OP-ED: The Chicago Sun-Times
AIDS is a conspiracy, and blacks are in on it
By Phill Wilson
I’ve been in denial. I’ve finally come to the conclusion that AIDS really is a conspiracy to kill black people.
I finally realized the truth in June, when the U.S. Centers for Disease Control and Prevention reported that African Americans represent about half of all people living with HIV in the United States. We’re only 12 percent of the population. If that were not enough, 37 percent of the total U.S. AIDS deaths are black, 69 percent of new female HIV infections are among black women, and, most horrifying, a new five-city study found 46 percent of black gay and bisexual men were already infected with HIV.
Nearly half! With numbers like that, there’s got to be a conspiracy going on. The question, however, is whose conspiracy is it?
After CDC’s announcement of all this alarming new data, a few activists, including myself, tried to shake black people into realizing that we’ve entered a new era — one in which the AIDS epidemic simply cannot be ignored. A few mainstream dailies covered the story. And then … nothing.
To my knowledge, no black media followed up to jump-start discussions. No civil rights organizations marched or called on policy makers to take action. No black celebrities sponsored relief concerts. No black gay organization called on policy makers to take action.
What other than a conspiracy of silence could explain this collective shrug at such shocking information?

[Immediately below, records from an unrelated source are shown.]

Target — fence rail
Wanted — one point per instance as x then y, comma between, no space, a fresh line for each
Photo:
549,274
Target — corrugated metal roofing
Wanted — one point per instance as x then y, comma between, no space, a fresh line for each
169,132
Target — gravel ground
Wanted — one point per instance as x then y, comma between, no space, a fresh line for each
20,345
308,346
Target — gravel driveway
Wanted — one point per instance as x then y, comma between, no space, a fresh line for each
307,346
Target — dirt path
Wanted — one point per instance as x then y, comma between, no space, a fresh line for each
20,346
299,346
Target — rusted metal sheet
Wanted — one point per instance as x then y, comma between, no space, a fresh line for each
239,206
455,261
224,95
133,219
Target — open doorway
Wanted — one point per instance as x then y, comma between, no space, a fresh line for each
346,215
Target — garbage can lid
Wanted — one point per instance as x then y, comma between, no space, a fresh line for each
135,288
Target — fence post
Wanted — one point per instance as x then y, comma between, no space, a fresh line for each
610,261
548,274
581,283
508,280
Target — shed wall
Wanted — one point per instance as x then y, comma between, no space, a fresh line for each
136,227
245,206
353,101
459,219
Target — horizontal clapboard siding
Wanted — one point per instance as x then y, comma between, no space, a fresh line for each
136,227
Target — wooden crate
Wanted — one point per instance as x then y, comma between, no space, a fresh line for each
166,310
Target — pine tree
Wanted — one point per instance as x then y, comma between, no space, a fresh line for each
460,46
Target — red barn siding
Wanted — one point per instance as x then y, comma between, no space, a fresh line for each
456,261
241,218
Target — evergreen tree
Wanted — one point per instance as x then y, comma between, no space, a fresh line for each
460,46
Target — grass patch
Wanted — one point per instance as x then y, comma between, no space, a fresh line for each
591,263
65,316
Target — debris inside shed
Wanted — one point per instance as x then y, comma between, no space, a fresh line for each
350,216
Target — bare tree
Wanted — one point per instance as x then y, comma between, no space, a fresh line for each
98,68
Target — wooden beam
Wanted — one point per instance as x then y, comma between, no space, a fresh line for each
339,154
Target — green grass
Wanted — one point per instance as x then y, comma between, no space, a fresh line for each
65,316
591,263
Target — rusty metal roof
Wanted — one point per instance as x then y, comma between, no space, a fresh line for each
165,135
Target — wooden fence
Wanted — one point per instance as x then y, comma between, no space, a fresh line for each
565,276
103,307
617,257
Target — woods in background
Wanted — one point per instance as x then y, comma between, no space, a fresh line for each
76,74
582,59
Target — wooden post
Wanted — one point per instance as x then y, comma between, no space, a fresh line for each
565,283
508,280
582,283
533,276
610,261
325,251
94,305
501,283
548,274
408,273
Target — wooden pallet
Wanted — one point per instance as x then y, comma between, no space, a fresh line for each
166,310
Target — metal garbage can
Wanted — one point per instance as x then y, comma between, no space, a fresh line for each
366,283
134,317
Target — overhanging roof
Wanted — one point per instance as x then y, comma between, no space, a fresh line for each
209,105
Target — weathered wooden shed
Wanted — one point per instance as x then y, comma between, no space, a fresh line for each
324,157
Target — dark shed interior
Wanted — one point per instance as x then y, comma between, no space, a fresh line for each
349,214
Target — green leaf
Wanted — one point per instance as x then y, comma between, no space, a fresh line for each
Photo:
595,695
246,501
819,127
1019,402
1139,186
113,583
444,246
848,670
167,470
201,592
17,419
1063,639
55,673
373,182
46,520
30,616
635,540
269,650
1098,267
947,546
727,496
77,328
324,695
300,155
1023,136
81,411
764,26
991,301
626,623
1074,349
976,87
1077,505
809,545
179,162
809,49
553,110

Put this into perspective. AIDS rates of this magnitude are close to — if not already past — the “tipping point” where the virus becomes almost impossible to stop. As for black gay and bisexual men, nearly 50 percent is downright genocidal.
Look at the hardest hit parts of sub-Saharan Africa: Swaziland, with the highest HIV rate on the planet, has an adult HIV prevalence of nearly 40 percent, followed by Botswana with 37 percent, and South Africa with 25 percent. All these countries face decades of stalled economic development, families gutted of entire generations, and deep, irreversible tears in the social fabric. And yet, none suffer from infection rates on par with those that the CDC cited among America’s black and gay bisexual men.
Sure, the high rates among gay and bisexual men won’t carry the same society-wide ramifications as the rates among all adults in hard-hit African countries. But rationalizations of that sort are exactly what have kept us paralyzed in denial. We always find a way to wall off reality by thinking of AIDS as happening to someone else — gays, drug users, Africans. But will we dither until rates among middle class drug-free heterosexuals catch up with Africa?
Yes, there are many reasons why our community hasn’t yet responded to the new CDC data. But maybe a young man I was speaking with recently boiled it down to the bitter essence when he said, “Nobody cares about us — including us.”
Every time a black minister uses his pulpit to spew homophobic bile and we sit in the pews and don’t object, we join the conspiracy. Every time we let an elected official fail to push for federal funding of needle exchange programs that give drug users clean needles and a chance to get into drug treatment, we join the conspiracy. Every time we — male or female, gay or straight — have unprotected sex, we join the conspiracy.
So you don’t believe HIV causes AIDS. So what? You should still protect yourself. AIDS prevention measures also prevent transmission of other diseases, such as syphilis, gonorrhea, and hepatitis B and C.
What if AIDS really was started by a bunch of crazy white scientists in a laboratory? What if one — or even all — of the AIDS conspiracies really is true? Then what?
We still have to survive, that’s what.
Here’s how: Starting now, civil rights groups should offer HIV testing at their conventions and at every single major event they hold — and they should set, and meet, annual testing goals.
Historically black colleges and universities should develop and administer AIDS 101 curricula to be included in freshman orientation, and they should sponsor AIDS peer education programs. Black churches should adopt black AIDS organizations and collect “love offerings” once a month to donate to those organizations. Black newspapers and magazines should make a commitment to include HIV/AIDS information in every issue. Black radio stations should commit to run at least one AIDS public-service announcement every day.
And most important, we should all get tested, learn about the latest life prolonging HIV treatments, and get involved with one of the groups trying to stop this epidemic raging among us.
Unless and until we are doing everything in our power to stop the devastation HIV/AIDS is causing in our communities, we need not look any further than the nearest mirror to find out why black people are getting infected with HIV and dying from AIDS at greater numbers than anyone else.
We can stop the conspiracy — because the conspirators are us.
Phill Wilson is Executive Director of the Black AIDS Institute.